I will work for a gold and copper mining company that my father became involved with a couple of years ago.  I wanted to go straight away, and set about unobtrusively stating and restating my case at strategic intervals, as though if I were too excited about the possibility it would be inherently impossible.  At the time, however, my presence onsite seemed logistically unviable.  I pushed it from my thoughts, applied to forestry schools and climbed trees and drove trucks.  But then things changed.
 To be succinct, which is the spirit of the sequence of events that led to purchasing a plane ticket, all celestial entities are in alignment and it is time to go.  At first I will live onsite at a mining camp located roughly 300 kilometers southwest of Dar es Salaam, the commercial capital of Tanzania.  With a population of four million and the Indian Ocean as its eastern border, I have limited my expectations of Dar to sheer pandemonium and abject poverty with salty overtones.  Of course it is much more than that.  I look forward to the couple of days I will have there to root around and get supplies and talk to people before the nine hour drive into the bush.

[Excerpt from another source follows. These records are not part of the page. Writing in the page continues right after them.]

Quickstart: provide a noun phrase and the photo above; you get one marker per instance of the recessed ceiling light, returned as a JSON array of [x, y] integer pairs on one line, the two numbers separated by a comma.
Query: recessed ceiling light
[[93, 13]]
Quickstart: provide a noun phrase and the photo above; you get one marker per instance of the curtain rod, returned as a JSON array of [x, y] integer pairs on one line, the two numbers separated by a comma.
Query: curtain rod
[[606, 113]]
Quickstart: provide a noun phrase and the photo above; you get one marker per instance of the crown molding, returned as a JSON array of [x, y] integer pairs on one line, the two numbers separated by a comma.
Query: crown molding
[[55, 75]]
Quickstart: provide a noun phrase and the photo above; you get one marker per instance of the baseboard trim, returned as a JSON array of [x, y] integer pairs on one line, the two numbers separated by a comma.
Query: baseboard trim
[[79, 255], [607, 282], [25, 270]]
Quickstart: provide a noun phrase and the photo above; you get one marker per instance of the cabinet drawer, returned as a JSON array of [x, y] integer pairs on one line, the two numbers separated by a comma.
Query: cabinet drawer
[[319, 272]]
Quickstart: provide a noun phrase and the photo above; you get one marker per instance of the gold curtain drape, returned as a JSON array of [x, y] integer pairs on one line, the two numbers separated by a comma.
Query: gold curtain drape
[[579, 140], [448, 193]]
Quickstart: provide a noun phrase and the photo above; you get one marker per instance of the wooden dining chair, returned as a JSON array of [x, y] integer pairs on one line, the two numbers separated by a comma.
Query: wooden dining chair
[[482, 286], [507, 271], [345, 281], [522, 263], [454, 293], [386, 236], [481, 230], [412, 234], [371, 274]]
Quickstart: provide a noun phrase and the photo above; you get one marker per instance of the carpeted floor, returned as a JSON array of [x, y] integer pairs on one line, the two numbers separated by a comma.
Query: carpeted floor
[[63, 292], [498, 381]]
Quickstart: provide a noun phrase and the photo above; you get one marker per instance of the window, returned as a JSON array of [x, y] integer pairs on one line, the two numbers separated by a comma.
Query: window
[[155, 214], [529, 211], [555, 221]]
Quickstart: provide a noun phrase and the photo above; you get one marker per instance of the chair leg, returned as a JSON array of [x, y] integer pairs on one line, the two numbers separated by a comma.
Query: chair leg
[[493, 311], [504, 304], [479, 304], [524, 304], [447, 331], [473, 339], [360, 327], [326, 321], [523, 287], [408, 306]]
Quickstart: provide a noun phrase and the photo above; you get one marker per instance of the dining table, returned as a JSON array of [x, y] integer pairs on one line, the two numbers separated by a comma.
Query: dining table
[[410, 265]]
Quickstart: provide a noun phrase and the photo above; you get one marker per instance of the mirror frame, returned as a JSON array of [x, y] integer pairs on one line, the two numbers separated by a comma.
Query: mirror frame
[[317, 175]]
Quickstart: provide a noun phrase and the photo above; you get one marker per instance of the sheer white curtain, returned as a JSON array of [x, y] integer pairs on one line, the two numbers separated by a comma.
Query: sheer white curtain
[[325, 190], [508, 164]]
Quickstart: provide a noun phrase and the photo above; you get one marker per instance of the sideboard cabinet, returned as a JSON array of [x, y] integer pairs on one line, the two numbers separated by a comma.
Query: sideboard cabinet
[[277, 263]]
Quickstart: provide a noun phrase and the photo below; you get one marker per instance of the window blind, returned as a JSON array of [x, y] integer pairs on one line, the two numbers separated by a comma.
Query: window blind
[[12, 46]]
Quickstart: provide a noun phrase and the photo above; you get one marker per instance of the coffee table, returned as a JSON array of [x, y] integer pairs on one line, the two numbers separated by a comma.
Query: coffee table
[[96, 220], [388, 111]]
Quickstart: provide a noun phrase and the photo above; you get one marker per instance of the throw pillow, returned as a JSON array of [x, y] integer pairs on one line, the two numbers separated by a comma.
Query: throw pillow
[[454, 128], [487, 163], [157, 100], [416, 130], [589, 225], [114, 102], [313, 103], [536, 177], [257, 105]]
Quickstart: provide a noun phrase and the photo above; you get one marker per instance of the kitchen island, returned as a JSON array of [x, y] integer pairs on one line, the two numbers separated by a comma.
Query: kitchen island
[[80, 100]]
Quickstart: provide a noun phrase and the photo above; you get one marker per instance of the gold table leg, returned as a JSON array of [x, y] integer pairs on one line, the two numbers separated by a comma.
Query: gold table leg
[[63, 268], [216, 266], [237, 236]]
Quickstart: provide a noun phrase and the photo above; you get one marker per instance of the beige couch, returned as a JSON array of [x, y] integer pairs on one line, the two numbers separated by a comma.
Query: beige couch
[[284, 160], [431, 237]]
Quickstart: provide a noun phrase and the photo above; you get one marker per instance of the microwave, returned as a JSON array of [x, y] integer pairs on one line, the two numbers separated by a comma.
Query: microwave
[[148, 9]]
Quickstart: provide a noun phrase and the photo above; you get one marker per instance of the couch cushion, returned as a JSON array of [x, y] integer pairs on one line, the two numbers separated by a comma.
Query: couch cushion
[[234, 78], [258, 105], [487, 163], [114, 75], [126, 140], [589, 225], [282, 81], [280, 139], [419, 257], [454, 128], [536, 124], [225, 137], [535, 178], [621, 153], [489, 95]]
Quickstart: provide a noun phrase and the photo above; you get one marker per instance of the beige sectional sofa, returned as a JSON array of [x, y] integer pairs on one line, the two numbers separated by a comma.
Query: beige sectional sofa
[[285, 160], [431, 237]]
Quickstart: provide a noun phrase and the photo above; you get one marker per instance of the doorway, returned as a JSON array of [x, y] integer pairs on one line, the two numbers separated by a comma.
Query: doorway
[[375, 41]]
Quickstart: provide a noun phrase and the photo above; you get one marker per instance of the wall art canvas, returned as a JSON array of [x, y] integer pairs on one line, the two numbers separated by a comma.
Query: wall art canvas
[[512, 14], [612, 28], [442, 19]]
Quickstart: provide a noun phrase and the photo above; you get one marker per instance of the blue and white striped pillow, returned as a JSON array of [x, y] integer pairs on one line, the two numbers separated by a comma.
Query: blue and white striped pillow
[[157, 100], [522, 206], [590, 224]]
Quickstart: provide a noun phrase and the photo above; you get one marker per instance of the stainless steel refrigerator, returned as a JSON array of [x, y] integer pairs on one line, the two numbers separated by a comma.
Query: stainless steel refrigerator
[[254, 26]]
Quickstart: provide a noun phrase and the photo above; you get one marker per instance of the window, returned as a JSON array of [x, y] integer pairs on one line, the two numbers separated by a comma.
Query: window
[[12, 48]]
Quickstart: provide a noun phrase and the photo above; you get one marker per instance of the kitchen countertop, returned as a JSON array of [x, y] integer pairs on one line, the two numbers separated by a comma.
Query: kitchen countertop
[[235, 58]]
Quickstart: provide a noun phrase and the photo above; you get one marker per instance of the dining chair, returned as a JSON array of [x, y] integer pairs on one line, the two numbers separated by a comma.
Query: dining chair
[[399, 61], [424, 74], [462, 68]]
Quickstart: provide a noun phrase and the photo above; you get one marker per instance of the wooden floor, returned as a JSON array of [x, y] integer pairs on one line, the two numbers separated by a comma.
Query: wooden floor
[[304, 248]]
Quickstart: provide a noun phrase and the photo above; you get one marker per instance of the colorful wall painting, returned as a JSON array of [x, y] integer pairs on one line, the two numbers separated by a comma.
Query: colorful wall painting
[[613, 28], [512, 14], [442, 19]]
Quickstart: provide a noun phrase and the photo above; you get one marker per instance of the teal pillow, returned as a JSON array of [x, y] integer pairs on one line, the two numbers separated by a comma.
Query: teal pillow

Living conditions at the camp have been described to me briefly.  Key elements are the lack of plumbing, with bottled water for drinking and a well for washing and operations, and the lack of electricity beyond the 220V generators used to power equipment, tools and some lights.  I will call the prospect of these impending adjustments to my current lifestyle “interesting”.  The specific projects for which I will be responsible are varied and will likely evolve as I spend more time there.  My first priority upon arrival is to begin assembly of three prefabricated buildings to be used as office space and living quarters.  It is the start of the rainiest time of year in Tanzania, and I am interested to see how this will affect such building projects as well as mining operations.  But who cares if it rains in the tropics?  I hope to see and feel some skull shuddering storms form over vast expanses of land.  Storms so brutal that the hungry fauna and I forget all about each other.
   There is not much else I know.  I’m traipsing the border between nervous and scared shitless which I believe is probably a healthy reaction to all the uncertainty, but my prevailing feeling is of unbridled excitement.   I fly from O’hare to Amsterdam, Amsterdam to Nairobi, Kenya and Nairobi to Dar es Salaam.  The end of this twenty-four hour bank of flights and layovers will mark the end of my obsessive research and constant speculation about what Africa is, and the opening of the floodgates in order to know firsthand.  Shit yeah!  It is unclear how often I will have internet access, but I will update as I can.